While each of the poem styles is explained and the poems included are designated by style in the latter part of the book, readers may have found it more helpful if the poems followed the guidelines and explanations of each style, rather than be in a separate section after all of the styles are explained.  However, other writers might prefer this organization as it provides them with the simple guidance they need to begin their own work without relying upon concrete examples that could rein in their creativity.

Poems for the Writing: Prompts for Poets by Valerie Fox and Lynn Levin is a new kind of guide that strays from the traditional forms of poetry, like sonnet, and demonstrates the variety of poems that can be created that still involve structure.  From advice column prose poems to the I-hate poem and the one based on phrases that catch a researcher’s eye, the book offers exercises that will expand any poet’s scope.

About the Authors:

Valerie Fox’s most recent book is Bundles of Letters, Including A, V and Epsilon (Texture Press), written with Arlene Ang. Previous books of poems are The Rorschach Factory (Straw Gate Books) and Amnesia, or, Ideas for Movies (Texture Press). Her work has appeared in many magazines, including Hanging Loose, The World, Feminist Studies, Siren, Phoebe, Watershed, sonaweb, and West Branch.

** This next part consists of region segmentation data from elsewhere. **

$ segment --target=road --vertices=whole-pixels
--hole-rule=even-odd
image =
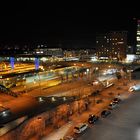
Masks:
[[[139,93],[131,94],[110,116],[101,118],[78,140],[140,140]]]

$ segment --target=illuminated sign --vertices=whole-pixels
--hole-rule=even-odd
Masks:
[[[35,58],[35,69],[38,70],[39,69],[39,59]]]
[[[10,57],[10,65],[12,69],[14,69],[14,63],[15,63],[14,57]]]

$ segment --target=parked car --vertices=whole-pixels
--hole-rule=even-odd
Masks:
[[[105,118],[105,117],[107,117],[108,115],[110,115],[111,114],[111,111],[109,111],[109,110],[103,110],[102,112],[101,112],[101,117],[102,118]]]
[[[99,120],[99,116],[90,114],[88,118],[88,123],[92,124]]]
[[[63,140],[75,140],[72,136],[65,136]]]
[[[120,99],[120,98],[114,98],[114,99],[113,99],[113,102],[114,102],[114,103],[119,103],[119,102],[121,102],[121,99]]]
[[[117,106],[118,106],[117,103],[111,102],[111,103],[109,104],[109,106],[108,106],[108,109],[114,109],[114,108],[116,108]]]
[[[74,133],[80,134],[88,128],[87,123],[80,123],[74,127]]]

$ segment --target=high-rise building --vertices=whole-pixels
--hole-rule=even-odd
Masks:
[[[136,54],[140,54],[140,20],[137,21]]]
[[[111,31],[96,36],[96,54],[99,59],[126,58],[127,31]]]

Poet, writer, and translator Lynn Levin is the author of four collections of poems: Miss Plastique (Ragged Sky Press, 2013); Fair Creatures of an Hour (Loonfeather Press, 2009), a Next Generation Indie Book Awards finalist in poetry; Imaginarium (Loonfeather Press, 2005), a finalist for ForeWord Magazine’s Book of the Year Award; and A Few Questions about Paradise (Loonfeather Press, 2000). She is co-author of a craft-of-poetry textbook, Poems for the Writing: Prompts for Poets (Texture Press, 2013). Birds on the Kiswar Tree, her translation of a collection of poems by the Peruvian Andean poet Odi Gonzales, will be published by 2Leaf Press in 2014.

Book 3 for the Dive Into Poetry Reading Challenge 2014.